Indian investments are less well established in places such as Yemen, Syria, Turkey, Palestine and Lebanon, which have endured conflict, political instability, poverty and natural disasters. While relations have been limited to the provision of humanitarian assistance, relief supplies and developmental programmes, stronger commercial ties could be forged in the near future.
Last November, Fayssal Mikdad, Syria’s minister of foreign affairs and expatriates, urged Indian companies to invest in Syria and assist with its reconstruction, while in Lebanon a specific framework was recently put in place for offshore drilling and exploration, to make legal and regulatory issues easier in the oil and gas sector, through a one-stop-shop approach.
“The promising new industries for India in Lebanon are clearly oil and gas, and IT,” says Elias Chedid, the managing partner of Chedid Law Offices in association with Dentons.

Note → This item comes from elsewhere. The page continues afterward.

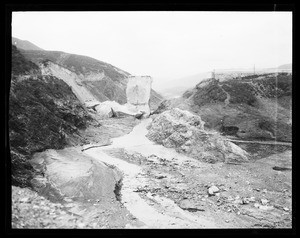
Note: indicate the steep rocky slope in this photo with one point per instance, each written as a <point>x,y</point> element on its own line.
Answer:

Chedid believes more work is needed to boost investment, which “remains shy in comparison with the existing potential”.
“In terms of the IT sector, including ICT infrastructure, Lebanon needs a fundamental upgrade,” says Chedid. “India could play a key role in this and help take Lebanon to the next level.”
In 2006 and 2008, India and the GCC – comprising the UAE, Saudi Arabia, Bahrain, Oman, Qatar and Kuwait – tried and failed to negotiate a free trade agreement. Last November, after 14 years, the two sides announced they would return to the drawing board to resume dialogue.
These talks will be crucial to streamline trade between the GCC countries and India, particularly given that only the UAE is a party to the CEPA.
The GCC is currently India’s largest trading partner bloc, with bilateral trade in the 2021-22 financial year valued at over USD154 billion, exports valued at about USD44 billion, and imports estimated at USD110 billion (non-oil exports USD33.8 billion; and non-oil imports USD37.2 billion). Bilateral trade in services between India and the GCC was valued at about USD14 billion in the 2021-22 financial year, with exports amounting to USD5.5 billion and imports at USD8.3 billion.
Dempsey, of Eversheds, says positive steps have been taken across the GCC, “with a number of member countries recently issuing or revising their insolvency law regimes in addition to introducing a moveable pledge law complete with public registry to increase transparency”.
He adds: “Considering there is a large Indian diaspora in the GCC, we expect a lot of Indian investors to invest in Saudi Arabia, Kuwait and Oman in addition to the UAE.”
Foreign ownership rules and higher tariffs in various goods and services and difficulties with mutual enforcement of judgments could still deter Indian investors in other GCC countries. “A free trade agreement between India and the GCC,” says Dempsey, “would not only allow market access to Indian investors, but would also boost investor confidence through a robust dispute resolution mechanism.”